Radar pinpoints tomb of King Edward the Confessor
By Jonathan Petre, Religion Correspondent
The ancient tomb of Edward the Confessor, one of the most revered of British saints, has been discovered under Westminster Abbey 1,000 years after his birth.
The original burial chamber of the Anglo-Saxon king, who died in 1066, months before the invasion of William the Conqueror, was revealed by archaeologists using the latest radar technology.
The existence of a number of royal tombs dating back to the 13th and 14th century was also discovered beneath the abbey, the venue for nearly all coronations since 1066.
The forgotten, sub-terranean chambers were located during conservation work on the abbey's medieval Cosmati mosaic pavement around the high altar.
Dr Warwick Rodwell, the abbey's consultant archaeologist, said the find was "extraordinarily exciting".
Until now archaeologists had assumed that the original tomb of Edward the Confessor was near the present high altar, because medieval records referred to him being buried there. It has now emerged, however, that the position of the altar was moved by Henry III in the mid 13th century. The archaeologists have located the original tomb 10 feet behind the present altar, under the shrine built by Henry III in 1269, which still contains the remains of the saint.
"We have never been able to locate the original tomb of Edward until now," said Dr Rodwell. "The Victorians tried to find out more about what tombs were under here, but they simply did not have the technology to do it. The mystery around the location of the crypt has been running for many years. Every day brings new insights and new facts." Dr Rodwell said an archaeological team had been examining the construction of the Cosmati pavement, which dates from 1268, using a very high-frequency radar to a depth of about 20 inches. The power of the radar was intensified to examine deeper sections of the pavement.
"Little did we expect that, by using a lower frequency radar, we would find chambers, vaults and foundations of such fascinating historical interest and dating back to the very founding of the abbey, over a millennium ago," said Dr Rodwell.
There are no plans to excavate the tomb because any such work would destroy the medieval pavement.
The discovery, made in October, has delighted the abbey as it has been marking Edward the Confessor's anniversary with a series of events.
Although not among the better known kings - his reign was relatively peaceful - his presence in British history has endured.

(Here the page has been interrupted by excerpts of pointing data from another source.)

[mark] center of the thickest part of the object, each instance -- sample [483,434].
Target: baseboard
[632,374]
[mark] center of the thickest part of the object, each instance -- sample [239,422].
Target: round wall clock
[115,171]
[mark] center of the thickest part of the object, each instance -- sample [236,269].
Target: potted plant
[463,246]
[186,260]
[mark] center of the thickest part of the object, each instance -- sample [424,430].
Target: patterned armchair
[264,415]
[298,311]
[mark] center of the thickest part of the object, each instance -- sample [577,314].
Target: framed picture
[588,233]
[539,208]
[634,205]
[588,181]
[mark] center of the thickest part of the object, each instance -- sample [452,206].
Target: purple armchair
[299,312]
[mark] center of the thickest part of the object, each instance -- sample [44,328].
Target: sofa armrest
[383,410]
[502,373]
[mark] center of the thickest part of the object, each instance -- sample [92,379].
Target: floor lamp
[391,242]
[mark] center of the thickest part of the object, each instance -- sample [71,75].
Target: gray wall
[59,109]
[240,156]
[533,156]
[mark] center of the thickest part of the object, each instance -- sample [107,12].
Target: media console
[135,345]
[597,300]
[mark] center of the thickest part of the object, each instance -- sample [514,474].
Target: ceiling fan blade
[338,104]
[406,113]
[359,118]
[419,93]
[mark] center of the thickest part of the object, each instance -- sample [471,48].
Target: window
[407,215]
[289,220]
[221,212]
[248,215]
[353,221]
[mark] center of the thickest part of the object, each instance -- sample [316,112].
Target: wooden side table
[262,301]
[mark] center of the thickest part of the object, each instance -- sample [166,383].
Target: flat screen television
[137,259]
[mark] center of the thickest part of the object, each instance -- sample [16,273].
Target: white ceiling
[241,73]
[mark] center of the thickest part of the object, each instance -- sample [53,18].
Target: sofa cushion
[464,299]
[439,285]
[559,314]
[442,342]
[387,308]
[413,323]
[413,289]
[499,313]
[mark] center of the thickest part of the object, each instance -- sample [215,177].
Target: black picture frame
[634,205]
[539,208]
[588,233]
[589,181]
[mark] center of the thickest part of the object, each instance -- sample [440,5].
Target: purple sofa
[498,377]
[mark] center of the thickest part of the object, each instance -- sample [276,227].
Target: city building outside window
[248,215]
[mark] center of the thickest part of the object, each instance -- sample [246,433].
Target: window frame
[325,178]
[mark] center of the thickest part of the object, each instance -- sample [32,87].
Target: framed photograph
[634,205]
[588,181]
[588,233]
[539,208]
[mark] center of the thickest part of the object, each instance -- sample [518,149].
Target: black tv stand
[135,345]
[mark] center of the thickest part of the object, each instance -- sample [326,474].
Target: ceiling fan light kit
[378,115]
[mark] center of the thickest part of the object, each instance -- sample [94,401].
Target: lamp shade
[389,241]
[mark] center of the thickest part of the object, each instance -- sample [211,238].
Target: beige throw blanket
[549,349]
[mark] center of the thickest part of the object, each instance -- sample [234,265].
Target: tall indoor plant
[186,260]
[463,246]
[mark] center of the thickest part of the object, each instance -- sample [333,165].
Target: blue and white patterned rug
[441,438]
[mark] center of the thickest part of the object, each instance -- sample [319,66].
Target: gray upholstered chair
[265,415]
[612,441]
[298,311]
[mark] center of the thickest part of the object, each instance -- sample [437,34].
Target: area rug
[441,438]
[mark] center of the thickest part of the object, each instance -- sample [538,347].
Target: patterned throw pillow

The principal royal crown is still called St Edward's crown, and the Coronation Chair is sometimes called St Edward's chair, even though both were made long after his death.
The son of Ethelred the Unready and Emma, the daughter of Richard I of Normandy, his family was exiled to Normandy after the Danish invasion of 1013 and he was largely educated there.
When his half brother, Hardecanute, died in 1042, he was acclaimed king. On his death he was succeeded by Harold, who was killed at the Battle of Hastings nine months later.
Edward's reputation for sanctity grew after the Norman conquest, and he was canonised by Pope Alexander III in 1161.
Edward was patron saint of England for more than four centuries, until 1415 when he was replaced by St George.
The archaeological team is now preparing further investigations to establish the purpose, history and content of the main tomb and the other chambers, graves and coffins they have found.
The Dean of Westminster, the Very Rev Wesley Carr, said: "It is another reminder of how abbey history and humanity are packed together."